The UCI Center for Machine Learning is proud to present Julian Michael, Ph.D. student, University of Washington. UCI campus community is invited to join in person in DBH 6011. Everyone else is invited to join Zoom: https:/
Scaling Up Semantic Structure for NLP
Formal representations of linguistic structure and meaning can provide basic building blocks for characterizing language behavior and building robust, explainable models for NLP tasks — in theory. In practice, such representations have proven difficult to specify with broad coverage, annotate reliably, and use in downstream tasks.
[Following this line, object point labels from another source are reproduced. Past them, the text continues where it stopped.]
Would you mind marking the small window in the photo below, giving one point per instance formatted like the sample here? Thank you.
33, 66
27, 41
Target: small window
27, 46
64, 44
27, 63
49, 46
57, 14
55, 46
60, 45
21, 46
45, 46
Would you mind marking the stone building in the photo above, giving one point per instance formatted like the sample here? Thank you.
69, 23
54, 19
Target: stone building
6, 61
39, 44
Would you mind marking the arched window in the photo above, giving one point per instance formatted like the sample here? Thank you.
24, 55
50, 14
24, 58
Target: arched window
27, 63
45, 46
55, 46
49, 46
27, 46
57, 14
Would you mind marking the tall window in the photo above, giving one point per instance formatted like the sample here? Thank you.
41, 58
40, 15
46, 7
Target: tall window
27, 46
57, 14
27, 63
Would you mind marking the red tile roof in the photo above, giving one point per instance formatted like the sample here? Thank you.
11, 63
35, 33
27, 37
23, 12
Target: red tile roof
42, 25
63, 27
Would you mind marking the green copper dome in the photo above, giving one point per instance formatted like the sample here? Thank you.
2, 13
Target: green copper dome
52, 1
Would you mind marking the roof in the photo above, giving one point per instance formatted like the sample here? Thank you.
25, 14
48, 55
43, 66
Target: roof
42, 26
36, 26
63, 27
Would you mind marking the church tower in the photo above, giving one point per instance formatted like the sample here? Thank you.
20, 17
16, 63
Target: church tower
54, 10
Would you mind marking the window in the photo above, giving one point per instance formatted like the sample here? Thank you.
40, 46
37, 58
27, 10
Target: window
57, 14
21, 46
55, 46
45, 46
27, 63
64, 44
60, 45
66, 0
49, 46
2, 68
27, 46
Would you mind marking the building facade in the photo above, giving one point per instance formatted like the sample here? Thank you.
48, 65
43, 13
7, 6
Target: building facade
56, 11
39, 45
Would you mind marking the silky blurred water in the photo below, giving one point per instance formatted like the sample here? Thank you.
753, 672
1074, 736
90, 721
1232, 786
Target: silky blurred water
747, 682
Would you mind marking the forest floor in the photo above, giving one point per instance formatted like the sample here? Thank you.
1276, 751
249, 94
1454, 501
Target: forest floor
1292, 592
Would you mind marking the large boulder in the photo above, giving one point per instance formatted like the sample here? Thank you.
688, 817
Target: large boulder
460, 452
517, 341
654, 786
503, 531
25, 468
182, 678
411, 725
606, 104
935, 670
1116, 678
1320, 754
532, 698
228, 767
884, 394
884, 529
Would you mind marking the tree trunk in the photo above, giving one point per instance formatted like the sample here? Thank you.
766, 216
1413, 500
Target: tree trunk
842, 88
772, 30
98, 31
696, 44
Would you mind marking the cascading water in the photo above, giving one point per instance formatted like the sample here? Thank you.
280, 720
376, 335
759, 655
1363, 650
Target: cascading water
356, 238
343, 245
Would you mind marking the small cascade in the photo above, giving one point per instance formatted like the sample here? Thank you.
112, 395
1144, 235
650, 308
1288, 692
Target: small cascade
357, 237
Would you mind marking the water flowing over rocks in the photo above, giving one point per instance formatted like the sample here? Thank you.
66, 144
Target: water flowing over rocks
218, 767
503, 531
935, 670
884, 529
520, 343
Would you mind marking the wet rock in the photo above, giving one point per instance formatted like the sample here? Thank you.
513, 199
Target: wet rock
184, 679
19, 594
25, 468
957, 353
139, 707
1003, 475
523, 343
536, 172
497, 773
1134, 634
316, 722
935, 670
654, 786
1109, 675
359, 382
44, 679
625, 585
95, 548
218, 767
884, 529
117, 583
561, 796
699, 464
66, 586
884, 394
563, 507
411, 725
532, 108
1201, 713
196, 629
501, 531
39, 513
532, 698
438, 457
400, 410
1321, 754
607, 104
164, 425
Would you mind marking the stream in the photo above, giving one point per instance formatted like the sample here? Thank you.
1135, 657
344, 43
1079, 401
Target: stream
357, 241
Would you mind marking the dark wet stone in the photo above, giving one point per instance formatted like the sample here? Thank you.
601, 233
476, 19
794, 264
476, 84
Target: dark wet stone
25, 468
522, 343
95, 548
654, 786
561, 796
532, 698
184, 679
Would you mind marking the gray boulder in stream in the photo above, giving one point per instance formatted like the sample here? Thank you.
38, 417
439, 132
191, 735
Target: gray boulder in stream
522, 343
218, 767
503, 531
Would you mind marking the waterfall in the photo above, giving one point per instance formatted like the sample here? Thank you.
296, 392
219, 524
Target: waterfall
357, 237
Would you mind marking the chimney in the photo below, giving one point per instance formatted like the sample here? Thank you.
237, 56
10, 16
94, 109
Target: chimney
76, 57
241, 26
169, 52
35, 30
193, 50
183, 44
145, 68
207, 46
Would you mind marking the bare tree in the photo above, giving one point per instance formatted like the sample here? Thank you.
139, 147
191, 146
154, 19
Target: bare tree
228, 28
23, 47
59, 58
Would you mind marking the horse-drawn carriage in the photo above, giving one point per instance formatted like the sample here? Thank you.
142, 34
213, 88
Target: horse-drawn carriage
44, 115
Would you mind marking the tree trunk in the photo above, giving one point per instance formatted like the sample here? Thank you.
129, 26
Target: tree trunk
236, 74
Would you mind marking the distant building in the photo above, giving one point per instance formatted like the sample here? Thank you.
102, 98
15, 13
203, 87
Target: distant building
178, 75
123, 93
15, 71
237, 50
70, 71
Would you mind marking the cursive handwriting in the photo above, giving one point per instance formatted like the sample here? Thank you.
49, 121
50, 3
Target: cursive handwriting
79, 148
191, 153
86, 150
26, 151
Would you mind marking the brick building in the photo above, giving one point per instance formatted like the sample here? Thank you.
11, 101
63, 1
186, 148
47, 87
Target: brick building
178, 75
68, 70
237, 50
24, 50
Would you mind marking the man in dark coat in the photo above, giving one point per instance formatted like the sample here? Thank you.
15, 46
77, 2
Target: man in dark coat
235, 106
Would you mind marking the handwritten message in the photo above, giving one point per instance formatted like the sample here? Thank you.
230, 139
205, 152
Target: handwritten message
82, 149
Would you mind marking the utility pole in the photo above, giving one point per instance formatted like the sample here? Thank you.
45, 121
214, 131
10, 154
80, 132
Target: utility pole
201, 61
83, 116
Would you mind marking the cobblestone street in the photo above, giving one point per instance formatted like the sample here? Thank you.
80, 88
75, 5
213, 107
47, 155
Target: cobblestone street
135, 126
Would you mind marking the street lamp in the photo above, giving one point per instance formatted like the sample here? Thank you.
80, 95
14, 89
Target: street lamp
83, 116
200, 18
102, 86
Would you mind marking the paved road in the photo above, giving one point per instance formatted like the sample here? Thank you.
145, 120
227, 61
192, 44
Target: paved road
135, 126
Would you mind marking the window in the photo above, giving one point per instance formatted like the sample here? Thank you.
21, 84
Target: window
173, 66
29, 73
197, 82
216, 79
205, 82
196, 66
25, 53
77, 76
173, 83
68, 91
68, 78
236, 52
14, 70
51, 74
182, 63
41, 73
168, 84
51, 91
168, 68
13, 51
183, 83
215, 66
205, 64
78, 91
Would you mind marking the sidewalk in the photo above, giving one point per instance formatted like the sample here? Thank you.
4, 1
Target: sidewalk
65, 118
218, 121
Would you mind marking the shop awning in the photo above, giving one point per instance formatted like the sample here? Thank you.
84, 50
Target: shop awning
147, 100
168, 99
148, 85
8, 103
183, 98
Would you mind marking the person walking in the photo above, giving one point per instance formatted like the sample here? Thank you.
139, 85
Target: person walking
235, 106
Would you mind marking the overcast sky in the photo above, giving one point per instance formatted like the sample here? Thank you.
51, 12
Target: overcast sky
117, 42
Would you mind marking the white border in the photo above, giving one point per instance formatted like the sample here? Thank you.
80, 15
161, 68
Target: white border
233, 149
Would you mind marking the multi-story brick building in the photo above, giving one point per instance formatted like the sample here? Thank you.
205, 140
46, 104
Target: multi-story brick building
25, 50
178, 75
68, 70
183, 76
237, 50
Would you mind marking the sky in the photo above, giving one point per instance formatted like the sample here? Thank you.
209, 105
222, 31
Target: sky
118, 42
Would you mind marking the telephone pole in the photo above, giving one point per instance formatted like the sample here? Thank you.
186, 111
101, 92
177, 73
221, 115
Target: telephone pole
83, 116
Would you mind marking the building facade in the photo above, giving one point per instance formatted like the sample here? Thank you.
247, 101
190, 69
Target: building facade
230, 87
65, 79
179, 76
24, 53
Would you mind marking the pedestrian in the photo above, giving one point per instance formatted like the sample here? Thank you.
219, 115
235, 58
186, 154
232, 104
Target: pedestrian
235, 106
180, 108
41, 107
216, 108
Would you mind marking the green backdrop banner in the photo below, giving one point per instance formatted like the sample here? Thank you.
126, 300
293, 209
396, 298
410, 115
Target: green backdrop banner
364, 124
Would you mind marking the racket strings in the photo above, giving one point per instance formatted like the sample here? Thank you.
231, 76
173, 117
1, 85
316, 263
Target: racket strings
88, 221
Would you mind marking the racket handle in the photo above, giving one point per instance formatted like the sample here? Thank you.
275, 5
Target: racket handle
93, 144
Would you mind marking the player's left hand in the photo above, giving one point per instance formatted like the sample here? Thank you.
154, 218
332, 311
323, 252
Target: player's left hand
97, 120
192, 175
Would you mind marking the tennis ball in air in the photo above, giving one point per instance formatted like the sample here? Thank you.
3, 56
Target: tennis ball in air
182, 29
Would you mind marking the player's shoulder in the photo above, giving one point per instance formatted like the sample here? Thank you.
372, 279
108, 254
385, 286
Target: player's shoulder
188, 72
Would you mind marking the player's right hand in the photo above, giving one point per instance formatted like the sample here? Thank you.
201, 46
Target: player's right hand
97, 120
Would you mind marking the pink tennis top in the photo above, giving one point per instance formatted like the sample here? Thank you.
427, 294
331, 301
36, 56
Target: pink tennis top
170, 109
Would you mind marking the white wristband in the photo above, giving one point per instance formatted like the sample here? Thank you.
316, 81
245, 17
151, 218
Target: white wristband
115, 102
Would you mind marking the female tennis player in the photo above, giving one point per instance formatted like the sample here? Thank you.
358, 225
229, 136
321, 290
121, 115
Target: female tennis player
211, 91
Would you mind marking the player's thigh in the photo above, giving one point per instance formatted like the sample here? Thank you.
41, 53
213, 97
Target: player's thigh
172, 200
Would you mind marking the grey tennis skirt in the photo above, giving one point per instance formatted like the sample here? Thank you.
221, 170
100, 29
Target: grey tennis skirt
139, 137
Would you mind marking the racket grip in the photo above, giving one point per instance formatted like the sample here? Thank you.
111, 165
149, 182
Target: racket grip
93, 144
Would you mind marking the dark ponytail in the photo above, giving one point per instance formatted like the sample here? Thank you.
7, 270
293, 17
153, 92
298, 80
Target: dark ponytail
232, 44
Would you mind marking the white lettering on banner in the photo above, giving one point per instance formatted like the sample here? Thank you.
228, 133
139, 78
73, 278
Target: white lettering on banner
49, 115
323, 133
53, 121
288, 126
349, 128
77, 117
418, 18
In this talk, I will describe recent efforts to address these challenges using an approach called Question-Answer driven Semantic Role Labeling (QA-SRL). I will cover two key advantages of QA-SRL over traditional semantic representations. First, it denotes semantic relations using natural language question-answer pairs, which can be annotated by non-experts and applied directly downstream. Second, it imposes carefully-chosen grammatical constraints on its questions which make them highly engineerable, allowing for large-scale annotation, controllable generation of expressive natural language questions, and even the automated induction of formal ontologies of semantic roles. Reflecting on this work, I will discuss the lessons it provides for task design and data annotation, and future directions for the development of scalable semantic representations.
Julian Michael is a PhD student at the University of Washington, where he primarily works on new approaches for representing semantic structure. He obtained his BS in computer science from the University of Texas at Austin, and has worked in research labs at Meta, Google, the Allen Institute for AI, and Adobe. His research interests are broad, including work on explainable modeling, benchmarking, model analysis, question answering, and formal logic, and he has a general interest in the philosophy of science as it applies to AI and NLP. Outside of research, you can usually find him rock climbing, skiing, or reading about medicine and psychology.